Ericsson also noted that its “future-proof software architecture is deployable on multiple hardware platforms, including CPUs (central processing units) and GPUs (Graphics Processing Units).”
Such an approach shows that the vendor is ready and willing to engage with a broad range of supporting chip vendors, all of which are battling to be at the heart of next-generation radio access network (RAN) developments.
Ericsson has been engaged with GPU giant Nvidia, and T-Mobile US, for some time already as part of its AI-RAN tests and trials, but it is also working with Intel on its cloud RAN developments that are set to be an option for network operators as they evolve their 5G architectures and plan for 6G.
It’s also working closely with wireless chip giant Qualcomm, with which it has “achieved technical alignment on fundamental 6G radio innovations, successfully validating these pioneering advancements through collaborative lab prototypes”, and test and measurement vendor Keysight Technologies – see Qualcomm and Ericsson move 6G from concept to proof, setting a clear path to commercialization and Keysight and Ericsson collaborate to enable pre-6G interoperability validation.

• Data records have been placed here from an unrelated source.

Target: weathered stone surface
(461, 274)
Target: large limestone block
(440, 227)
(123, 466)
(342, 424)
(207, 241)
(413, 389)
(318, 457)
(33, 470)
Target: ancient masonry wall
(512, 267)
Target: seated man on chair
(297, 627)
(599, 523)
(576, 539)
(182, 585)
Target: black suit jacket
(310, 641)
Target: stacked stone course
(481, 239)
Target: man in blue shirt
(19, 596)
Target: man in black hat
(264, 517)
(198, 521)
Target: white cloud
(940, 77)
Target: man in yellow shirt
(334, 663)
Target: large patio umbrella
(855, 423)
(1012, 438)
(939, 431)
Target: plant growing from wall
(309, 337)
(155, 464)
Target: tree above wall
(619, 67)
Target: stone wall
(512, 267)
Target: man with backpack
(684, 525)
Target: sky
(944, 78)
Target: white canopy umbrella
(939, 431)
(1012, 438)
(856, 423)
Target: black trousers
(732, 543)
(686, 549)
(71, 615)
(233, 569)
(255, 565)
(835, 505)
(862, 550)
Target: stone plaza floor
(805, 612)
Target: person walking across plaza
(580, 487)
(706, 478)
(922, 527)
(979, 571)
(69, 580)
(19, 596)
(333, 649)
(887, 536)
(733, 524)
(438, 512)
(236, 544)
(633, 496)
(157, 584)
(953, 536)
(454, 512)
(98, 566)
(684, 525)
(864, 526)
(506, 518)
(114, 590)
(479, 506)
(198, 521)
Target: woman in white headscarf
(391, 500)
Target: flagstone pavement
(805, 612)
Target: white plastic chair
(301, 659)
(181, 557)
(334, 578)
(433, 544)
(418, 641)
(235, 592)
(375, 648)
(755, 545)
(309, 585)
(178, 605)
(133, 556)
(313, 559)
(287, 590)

It’s also worth noting that Ericsson, one of the many European companies flying the sovereign flag on its home continent, is very vocal in its announcement about how its 6G breakthrough in Texas reinforces “US leadership in next-generation wireless innovation”: That very vocal, pro-US messaging is also evident in Ericsson’s announcement that it is a founding member of the OCUDU Ecosystem Foundation, the new Linux Foundation open source radio access network initiative that is “aligned with the US national directive for ‘Winning the 6G Race’”.
It’s clear that Ericsson sees the US as its brightest initial prospect for influencing the 6G roadmap and making money from the resulting network operator deployments.